W kolejnym sezonie Dyluś wrócił do ekstraklasy i założył koszulkę Stomilu Olsztyn. W tym klubie strzelił jedną z najbardziej pamiętnych bramek, w meczu z Widzewem Łódź przymierzył z rzutu wolnego w samo okienko, dzięki czemu olsztynianie pokonali mistrza Polski 1:0. Sam zawodnik wspomina tego gola następująco: – Ustawiliśmy się - Andrzej Jankowski, Rafał Kaczmarczyk i ja. Każdy z nas potrafił uderzyć i każdy mógł to w tej sytuacji zrobić. Rzuciłem jednak hasło, że mam dzień – bo zwykle tak to w tych sytuacjach wygląda – i ustawiłem sobie piłkę. Ćwiczyliśmy te wolne często, ale wiadomo, że zawsze piłka nie wpada. Pamiętam, że mieliśmy na treningach taki mur z desek i był on już nieźle połamany, ale mimo to pomagał doskonalić te wolne.
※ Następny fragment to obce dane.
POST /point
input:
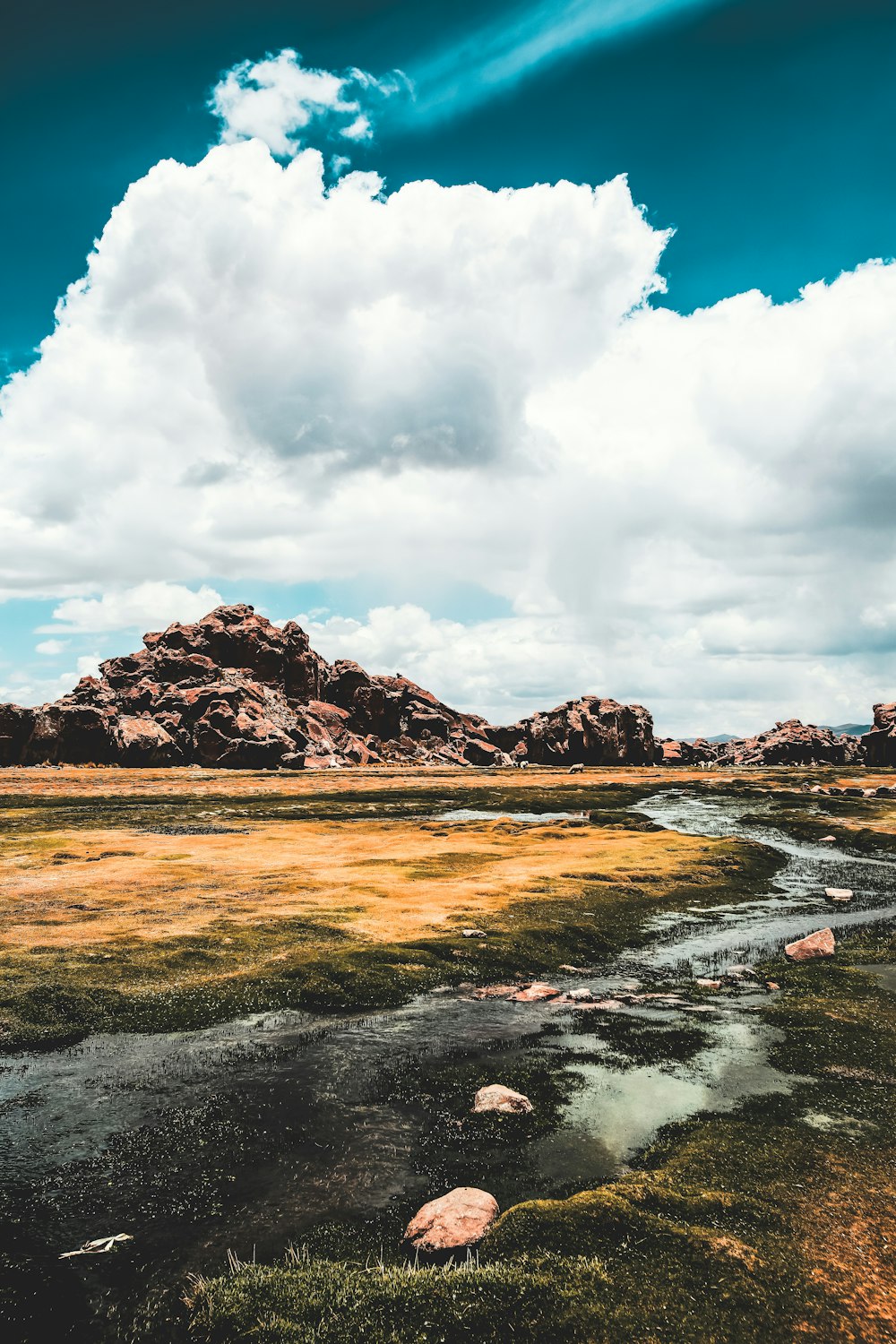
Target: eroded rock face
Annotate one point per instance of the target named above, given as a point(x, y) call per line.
point(793, 742)
point(880, 744)
point(454, 1222)
point(586, 731)
point(535, 994)
point(237, 691)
No i dotknął mnie ten palec boży, uderzyłem tak, jak chciałem i piłka dostała takiej specyficznej, odchodzącej rotacji. Radość była przeogromna, bo emocje przed tym meczem były naprawdę wielkie. Widzew to była przecież wtedy topowa drużyna. (wywiad Piotra Gajewskiego dla portalu dwadozera.pl z dnia 28.09.2011). Olsztyńska przygoda nie trwała jednak zbyt długo, ponieważ piłkarzy zaczęto podejrzewać o odpuszczanie meczów. Daniel odszedł, po raz kolejny obierając kurs na zagranice.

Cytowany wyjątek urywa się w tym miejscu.